O Governo anunciou que está a estudar a criação de programas de estágio remunerado e parcerias com empresas privadas. A ideia é facilitar a inserção dos jovens no mercado de trabalho, oferecendo-lhes experiência prática e, ao mesmo tempo, permitindo que as empresas identifiquem talentos emergentes. Esta abordagem já foi adoptada noutros países, onde os estágios são vistos como uma ponte entre a formação académica e o emprego formal.
A discussão na Assembleia Nacional reflecte uma preocupação crescente com o futuro do país. O desemprego juvenil não afecta apenas os indivíduos directamente envolvidos, mas também as famílias e a economia como um todo. Quando os jovens não conseguem encontrar trabalho, a pobreza tende a aumentar e o crescimento económico pode ser prejudicado.
Em Angola, o problema assume contornos ainda mais graves devido à estrutura etária da população. Mais de metade dos angolanos tem menos de 25 anos, o que torna a questão do emprego juvenil uma prioridade nacional. A falta de oportunidades pode levar ao desânimo, à emigração ou, em casos extremos, à marginalização social.
A ausência de políticas públicas eficazes tem sido um tema recorrente nos últimos anos. Embora já tenham sido criados programas de apoio ao emprego, muitos deles não conseguiram atingir os resultados esperados. A burocracia, a falta de recursos e a desarticulação entre as instituições responsáveis são apontadas como causas principais para o fracasso de algumas iniciativas.
A juventude angolana tem demonstrado cada vez mais vontade de participar no desenvolvimento do país.
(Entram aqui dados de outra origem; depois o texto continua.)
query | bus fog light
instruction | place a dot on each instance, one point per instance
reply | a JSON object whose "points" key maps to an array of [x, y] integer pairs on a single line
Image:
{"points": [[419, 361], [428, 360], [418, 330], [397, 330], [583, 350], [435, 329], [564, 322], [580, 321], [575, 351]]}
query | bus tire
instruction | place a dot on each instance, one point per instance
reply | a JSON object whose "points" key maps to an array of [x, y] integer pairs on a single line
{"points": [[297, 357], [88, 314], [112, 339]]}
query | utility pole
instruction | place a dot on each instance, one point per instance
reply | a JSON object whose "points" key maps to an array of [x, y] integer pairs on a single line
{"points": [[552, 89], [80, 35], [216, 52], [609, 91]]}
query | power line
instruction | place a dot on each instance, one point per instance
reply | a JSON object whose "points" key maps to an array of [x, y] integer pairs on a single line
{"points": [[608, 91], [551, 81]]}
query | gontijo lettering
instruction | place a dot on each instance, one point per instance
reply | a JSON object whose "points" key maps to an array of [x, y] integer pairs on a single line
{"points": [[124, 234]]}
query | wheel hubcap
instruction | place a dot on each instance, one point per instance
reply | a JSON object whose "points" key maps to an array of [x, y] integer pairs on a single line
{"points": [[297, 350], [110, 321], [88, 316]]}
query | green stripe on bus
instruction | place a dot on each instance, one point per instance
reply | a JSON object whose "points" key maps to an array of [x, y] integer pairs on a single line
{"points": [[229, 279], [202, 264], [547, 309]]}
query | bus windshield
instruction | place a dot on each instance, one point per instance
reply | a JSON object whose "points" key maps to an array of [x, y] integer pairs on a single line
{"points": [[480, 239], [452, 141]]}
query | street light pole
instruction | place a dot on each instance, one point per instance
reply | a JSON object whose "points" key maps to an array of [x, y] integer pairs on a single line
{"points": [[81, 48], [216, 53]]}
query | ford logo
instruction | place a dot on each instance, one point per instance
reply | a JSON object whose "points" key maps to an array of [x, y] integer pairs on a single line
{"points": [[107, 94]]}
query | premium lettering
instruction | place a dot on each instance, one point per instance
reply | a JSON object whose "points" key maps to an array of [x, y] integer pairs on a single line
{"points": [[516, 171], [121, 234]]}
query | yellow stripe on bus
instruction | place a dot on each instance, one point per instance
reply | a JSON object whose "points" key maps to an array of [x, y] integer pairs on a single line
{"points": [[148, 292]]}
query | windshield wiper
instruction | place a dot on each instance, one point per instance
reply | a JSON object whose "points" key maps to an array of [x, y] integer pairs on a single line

Organizações juvenis têm vindo a pressionar as autoridades para que sejam criadas mais oportunidades e para que as políticas públicas sejam mais inclusivas. A mobilização dos jovens em torno deste tema é um sinal positivo, mas exige respostas concretas por parte do Governo.
A discussão na Assembleia Nacional é um passo importante, mas será necessário acompanhar as decisões com acções efectivas. A sociedade angolana espera que as propostas discutidas se transformem em políticas públicas capazes de mudar a realidade dos jovens no país. Sem medidas concretas, o risco de uma geração perdida mantém-se elevado.
O próximo passo será a elaboração de um plano de acção que inclua não só a criação de programas de estágio, mas também a revisão das políticas de formação profissional e a promoção de parcerias com o sector privado. A Assembleia Nacional comprometeu-se a acompanhar de perto a implementação das medidas, garantindo que não fiquem apenas no papel.
A sociedade civil e os jovens organizados também têm um papel fundamental a desempenhar. Cabe a todos os actores envolvidos garantir que as soluções encontradas sejam efectivas e cheguem a quem realmente precisa. O futuro de Angola depende, em grande medida, da capacidade de integrar os jovens no mercado de trabalho e de lhes oferecer oportunidades reais de desenvolvimento.